Top 5 Genes with the Highest Selection Frequency of Leukemia Data Set

Gene Name Probe id Gene Description
NCBP1 D32002_s_at Nuclear cap binding protein subunit 1, 80kDa
LCK U23852_s_at Lymphocyte-specific protein tyrosine kinase
CLDN10 U89916_at Claudin 10
MYH7 Z20656_rna1_s_at Myosin, heavy chain 7, cardiac muscle, beta
PTGDR U31099_at Prostaglandin D2 receptor (DP)

Discussion

Tumors are generally labeled on the basis of histological features. To achieve a thorough and comprehensive insight of the biology in tumors, microarrays provide a powerful strategy. Microarray establishes the gene expression signatures associated with different phenotypes. Gene expression profiles are useful to separate tumors into new and well established tumor types.

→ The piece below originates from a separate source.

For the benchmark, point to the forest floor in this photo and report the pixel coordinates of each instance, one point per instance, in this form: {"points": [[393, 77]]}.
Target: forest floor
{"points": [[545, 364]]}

In this paper, a modified Genetic Algorithm with Levy flight (GA-LV) classifier has been proposed and implemented to improve the classification accuracy in cancer prediction. Classification accuracy using various data mining algorithms like KNN, SVM and NBC induction was investigated. GA-LV shows promising results compared with KNN, SVM and NBC methods. The classification accuracy obtained by GA-LV based feature selection method outperforms statistical measures based method. It is observed that the genes selected by the GA-LV for different cancer datasets, have significant biological relevance. The results show that, more number of gene involvements does not improve the accuracy of the classifier. Only the informative gene selection leads to improve the classification accuracy. The classification accuracy of our method was almost higher than ones of all individual gene approaches and HSCDMs.